И вот что я теперь себе скажу, прожив свои годы: чему стоило бы научиться, так это— отказываться. Не был я легок на подъем — просто ни разу не отказался.
— Если ты чувствуешь, как что-то сопротивляется в тебе, топорщится и не хочет никуда ехать, а хочет оставаться вот здесь, подле, что в крови гудит беспричинная тревога, хотя душа еще зрит, а не подозревает, — не думай, что глупо тревожиться без причины: есть тревога — будет и причина, а вот будет причина — то это уже и не тревога… Не думай, что не по-мужски принимать преждевременные меры, — оставайся-ка брат, дома. — Так я себе сказал. Бесполезно!
Нет, ревность не бывает без причины! Хотя бы потому, что она и есть причина.
И нелепо думать, что конкурентов нет. Есть небо, погода, облачко какое-нибудь; есть внезапное, ни с того ни с сего, прекрасное самочувствие инотелесного, чем ты, человека; есть и другие соперники: например, повязанный дивным черным фартуком сапожник с прозрачными серыми глазами, с цыганщиной в кудрях и опасной улыбкой, который не возьмет с девочки денег за набойки; или — грузины, обучившиеся отсутствию наших недостатков; есть удачники, обучившиеся опыту твоих неудач и на фоне своих достижений так удивившиеся своему неполному телесному исчезновению, тому, что они еще что-то хотят и могут, что перед ними не устоять… потому что — стой или не стой перед ними — они поймут только так, что вы НЕ устояли, и пропрут пространство, всегда остающееся для них пустым, как некая новинка бесконкурентно-опьяневшей техники самодвижущийся забор.

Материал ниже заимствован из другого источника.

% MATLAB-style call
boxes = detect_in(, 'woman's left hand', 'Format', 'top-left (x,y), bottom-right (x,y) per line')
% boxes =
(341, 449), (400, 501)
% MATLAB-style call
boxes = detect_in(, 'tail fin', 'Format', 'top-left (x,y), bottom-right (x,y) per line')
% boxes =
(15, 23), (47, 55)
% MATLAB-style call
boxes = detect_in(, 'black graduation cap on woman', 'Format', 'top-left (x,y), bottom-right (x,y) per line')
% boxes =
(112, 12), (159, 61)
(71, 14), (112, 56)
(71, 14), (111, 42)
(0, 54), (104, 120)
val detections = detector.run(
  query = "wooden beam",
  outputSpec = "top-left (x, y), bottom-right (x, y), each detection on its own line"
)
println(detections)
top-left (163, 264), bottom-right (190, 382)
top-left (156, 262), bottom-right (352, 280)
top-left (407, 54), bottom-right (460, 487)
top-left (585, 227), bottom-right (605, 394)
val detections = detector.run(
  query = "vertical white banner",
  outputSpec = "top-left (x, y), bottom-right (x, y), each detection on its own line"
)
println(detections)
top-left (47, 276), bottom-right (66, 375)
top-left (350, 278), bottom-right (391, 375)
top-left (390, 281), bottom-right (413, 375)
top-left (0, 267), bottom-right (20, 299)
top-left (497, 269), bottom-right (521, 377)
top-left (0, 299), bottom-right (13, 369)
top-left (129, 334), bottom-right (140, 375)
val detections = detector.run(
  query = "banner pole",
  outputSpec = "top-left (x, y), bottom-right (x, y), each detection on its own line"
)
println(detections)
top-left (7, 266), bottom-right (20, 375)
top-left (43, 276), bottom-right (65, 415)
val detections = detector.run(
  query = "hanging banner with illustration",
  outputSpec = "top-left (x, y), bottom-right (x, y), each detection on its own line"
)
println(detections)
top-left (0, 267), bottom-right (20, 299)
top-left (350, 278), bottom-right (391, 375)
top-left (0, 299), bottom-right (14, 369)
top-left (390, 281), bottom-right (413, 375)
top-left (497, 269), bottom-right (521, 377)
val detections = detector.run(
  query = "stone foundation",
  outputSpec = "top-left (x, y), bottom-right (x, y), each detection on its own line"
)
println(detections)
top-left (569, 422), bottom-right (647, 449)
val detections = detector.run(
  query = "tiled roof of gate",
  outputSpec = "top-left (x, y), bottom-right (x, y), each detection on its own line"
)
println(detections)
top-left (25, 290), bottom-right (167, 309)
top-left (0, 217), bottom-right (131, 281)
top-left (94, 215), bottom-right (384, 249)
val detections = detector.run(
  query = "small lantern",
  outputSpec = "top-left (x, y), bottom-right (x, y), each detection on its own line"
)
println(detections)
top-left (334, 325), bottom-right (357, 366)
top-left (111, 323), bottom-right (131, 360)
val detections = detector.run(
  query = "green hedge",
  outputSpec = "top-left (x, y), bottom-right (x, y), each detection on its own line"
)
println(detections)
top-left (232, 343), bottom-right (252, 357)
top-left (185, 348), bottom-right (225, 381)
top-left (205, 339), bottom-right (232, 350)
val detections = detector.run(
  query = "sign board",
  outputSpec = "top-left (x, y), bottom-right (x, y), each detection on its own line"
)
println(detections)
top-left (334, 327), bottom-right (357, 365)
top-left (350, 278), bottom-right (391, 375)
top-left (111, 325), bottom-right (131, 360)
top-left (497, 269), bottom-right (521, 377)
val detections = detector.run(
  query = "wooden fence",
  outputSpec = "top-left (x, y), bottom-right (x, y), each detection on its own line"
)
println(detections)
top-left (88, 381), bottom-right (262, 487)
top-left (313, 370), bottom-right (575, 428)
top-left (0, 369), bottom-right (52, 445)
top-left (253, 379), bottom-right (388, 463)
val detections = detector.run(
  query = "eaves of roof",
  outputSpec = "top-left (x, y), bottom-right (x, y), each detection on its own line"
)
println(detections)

Ах, этот тип! унизительно с ним бороться… Все-то он зовет стыкнуться в дворовом подвале, кажущемся ему дворцовым залом из-за отсутствия опыта в открытом мире и тупой принадлежности себе. Но — при чем тут твоя гордость? Пока ты ждешь достойного противника, тебя, высокомерно не придав тебе значения, победит недостойный. Да, любя женщину, не забывай о ней, не забывай того, что именно ты и полюбил в свое время: мало ли что произведет впечатление живого на живого? И твое время может стать не твоим… Ах, какой симптом! — и небо, и самочувствие, и облачко — весь тот мир, что прислуживал твоей любви, да и был ею, вдруг обретает отвратительную самостоятельность, твердую и неприкосновенную, неподвластную отдельность, и ровно то, что прислуживало любви, прислуживает и ревности!
Вот еще одно рыцарское соображение: не слишком ли хорошо мы о себе думаем? Получается, что мы лучше всех. Но, раз уж мы так полюбили, то не достоин ли наш предмет более достойной участи?..
Бесенок статистики нанесет последний удар по моей личности: а вдруг я пишу раз в год, люблю раз в семь лет и помираю один раз в жизни? По статистике жизнь дается человеку один раз — стоит ли так серьезно относиться к столь редкостному случаю?
"Хлопочешь ты, все хлопочешь, все к той бубновой рвешься, а между вами король трефовый, в ее сторону смотрит, вроде как отец, но не отец, начальник, по-видимому, препятствует он тебе, расстраивает какой-то твой план, какие-то у тебя тут дела, да, впрочем, все для тебя пустяки, ты семеришь, а мысли у тебя о другом, ждет тебя дорога, сначала маленькая — к ней, потом долгая — от нее; письмо видишь? будет тебе письмо, удар то ли уже был, но ты о нем не знаешь, то ли будет, но так, не удар, а болезнь неопасная, вот если бы вниз острием пика была, то совсем плохо, а так — вверх, ну а потом — денежки получишь, правда, небольшие…"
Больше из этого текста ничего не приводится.